U.S. News, Chad Stone, 10/11/2012
The smart approach to addressing the “fiscal cliff”—the tax and spending changes scheduled to occur at year-end that would cut budget deficits sharply over time, but likely throw the economy into recession next year—is to replace it with a more fiscally and economically appropriate package. Specifically, we should let all the Bush-era tax cuts expire, scrap the automatic spending cuts (“sequestration”), and replace them with a balanced package that raises revenue and cuts spending over the long term while providing more deficit-financed stimulus over the next year or so to boost the weak recovery.
First, they should recognize that in its impact on the economy, it’s a “slope,” not a “cliff,” and that, even if all those tax and spending changes take effect temporarily, policymakers still would have some time in early 2013 to work out a responsible long-term budget deal that reduces deficits in a way that does not wreck the recovery.

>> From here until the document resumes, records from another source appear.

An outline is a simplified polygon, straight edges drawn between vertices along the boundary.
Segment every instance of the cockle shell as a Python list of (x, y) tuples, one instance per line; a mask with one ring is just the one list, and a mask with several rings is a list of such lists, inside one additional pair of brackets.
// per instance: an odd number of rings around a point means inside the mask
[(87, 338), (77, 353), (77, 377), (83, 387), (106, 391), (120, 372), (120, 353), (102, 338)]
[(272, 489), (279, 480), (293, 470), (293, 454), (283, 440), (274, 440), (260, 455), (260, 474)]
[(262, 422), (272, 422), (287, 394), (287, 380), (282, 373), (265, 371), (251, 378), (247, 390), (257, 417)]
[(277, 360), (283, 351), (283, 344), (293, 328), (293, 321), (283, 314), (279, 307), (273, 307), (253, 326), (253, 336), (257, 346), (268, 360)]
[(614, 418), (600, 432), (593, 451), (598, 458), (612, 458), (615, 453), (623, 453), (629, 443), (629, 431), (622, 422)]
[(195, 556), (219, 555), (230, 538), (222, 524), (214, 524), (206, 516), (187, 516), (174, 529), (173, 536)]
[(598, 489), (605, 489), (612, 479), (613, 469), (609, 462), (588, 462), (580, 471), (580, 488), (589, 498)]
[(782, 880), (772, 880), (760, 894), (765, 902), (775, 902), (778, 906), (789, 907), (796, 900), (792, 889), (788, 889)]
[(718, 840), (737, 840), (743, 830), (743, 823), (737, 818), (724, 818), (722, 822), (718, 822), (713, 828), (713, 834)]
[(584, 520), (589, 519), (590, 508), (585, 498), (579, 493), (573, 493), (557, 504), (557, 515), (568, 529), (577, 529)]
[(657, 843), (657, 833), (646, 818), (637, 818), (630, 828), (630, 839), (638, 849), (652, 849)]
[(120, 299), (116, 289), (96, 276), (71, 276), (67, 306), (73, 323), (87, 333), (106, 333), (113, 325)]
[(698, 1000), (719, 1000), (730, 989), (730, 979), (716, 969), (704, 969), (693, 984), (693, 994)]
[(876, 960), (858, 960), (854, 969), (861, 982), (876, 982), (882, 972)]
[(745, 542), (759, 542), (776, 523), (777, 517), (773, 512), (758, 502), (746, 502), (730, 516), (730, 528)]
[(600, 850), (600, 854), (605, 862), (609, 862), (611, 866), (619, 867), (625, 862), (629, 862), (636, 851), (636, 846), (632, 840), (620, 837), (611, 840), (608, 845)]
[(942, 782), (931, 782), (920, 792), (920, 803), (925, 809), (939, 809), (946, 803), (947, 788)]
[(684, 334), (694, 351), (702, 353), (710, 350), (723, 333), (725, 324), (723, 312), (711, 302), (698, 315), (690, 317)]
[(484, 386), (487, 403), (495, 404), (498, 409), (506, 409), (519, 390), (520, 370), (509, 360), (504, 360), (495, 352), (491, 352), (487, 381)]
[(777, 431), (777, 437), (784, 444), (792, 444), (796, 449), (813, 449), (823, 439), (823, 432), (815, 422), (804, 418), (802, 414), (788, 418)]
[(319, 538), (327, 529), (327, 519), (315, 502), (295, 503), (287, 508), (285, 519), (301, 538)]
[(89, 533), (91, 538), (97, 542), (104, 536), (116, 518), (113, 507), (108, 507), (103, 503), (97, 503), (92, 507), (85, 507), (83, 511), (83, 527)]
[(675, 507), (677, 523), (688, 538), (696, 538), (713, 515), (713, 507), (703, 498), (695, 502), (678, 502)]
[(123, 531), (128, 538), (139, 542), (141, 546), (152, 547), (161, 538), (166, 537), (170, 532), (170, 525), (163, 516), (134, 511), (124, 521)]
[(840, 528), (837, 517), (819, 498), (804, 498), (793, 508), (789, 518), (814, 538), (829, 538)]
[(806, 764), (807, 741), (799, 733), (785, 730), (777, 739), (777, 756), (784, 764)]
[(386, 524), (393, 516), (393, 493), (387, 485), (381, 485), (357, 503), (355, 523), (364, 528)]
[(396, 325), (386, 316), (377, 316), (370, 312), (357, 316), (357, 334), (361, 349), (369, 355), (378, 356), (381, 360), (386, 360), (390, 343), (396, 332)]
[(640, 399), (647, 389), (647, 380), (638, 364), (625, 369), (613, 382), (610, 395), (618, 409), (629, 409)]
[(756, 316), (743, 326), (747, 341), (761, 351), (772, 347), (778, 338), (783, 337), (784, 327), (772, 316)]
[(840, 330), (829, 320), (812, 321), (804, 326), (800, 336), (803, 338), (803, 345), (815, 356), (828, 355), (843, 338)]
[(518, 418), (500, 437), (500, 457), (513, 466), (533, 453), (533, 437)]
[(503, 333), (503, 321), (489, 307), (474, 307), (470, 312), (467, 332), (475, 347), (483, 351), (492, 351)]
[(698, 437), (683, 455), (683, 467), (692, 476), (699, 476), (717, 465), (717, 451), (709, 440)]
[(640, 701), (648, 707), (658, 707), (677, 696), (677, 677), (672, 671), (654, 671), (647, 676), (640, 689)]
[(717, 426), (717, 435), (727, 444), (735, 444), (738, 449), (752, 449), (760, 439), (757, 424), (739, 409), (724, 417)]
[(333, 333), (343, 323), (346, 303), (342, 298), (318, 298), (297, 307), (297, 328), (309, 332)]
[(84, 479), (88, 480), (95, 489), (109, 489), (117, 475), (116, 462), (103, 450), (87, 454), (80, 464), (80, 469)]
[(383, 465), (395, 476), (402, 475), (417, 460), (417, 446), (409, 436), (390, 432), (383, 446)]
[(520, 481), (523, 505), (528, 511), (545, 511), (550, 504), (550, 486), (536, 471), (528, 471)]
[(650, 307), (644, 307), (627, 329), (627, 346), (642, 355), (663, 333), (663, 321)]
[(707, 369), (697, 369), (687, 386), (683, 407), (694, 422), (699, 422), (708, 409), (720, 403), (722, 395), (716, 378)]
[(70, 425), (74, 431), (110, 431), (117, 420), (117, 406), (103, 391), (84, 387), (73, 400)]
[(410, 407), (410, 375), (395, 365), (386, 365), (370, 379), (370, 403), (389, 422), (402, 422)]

Second, to strengthen the economy in the short-term, they should look to enact cost-effective stimulus measures—ones that boost demand for goods and services in the short term without adding significantly to deficits and debt in the longer term. They should extend two prominent expiring provisions for another year—emergency federal unemployment insurance benefits and the payroll tax cut. Or, better still, they should enact unemployment insurance and a temporary income tax cut targeted on the low- and moderate-income households who are most likely to spend most of any additional income they receive.
Third, to make progress on deficit reduction, they should let the upper-income Bush-era tax cuts expire permanently. That would reduce deficits by roughly $1 trillion over the next 10 years while having minimal impact on the recovery—those tax cuts have low stimulus “bang-for-the-budgetary-buck.”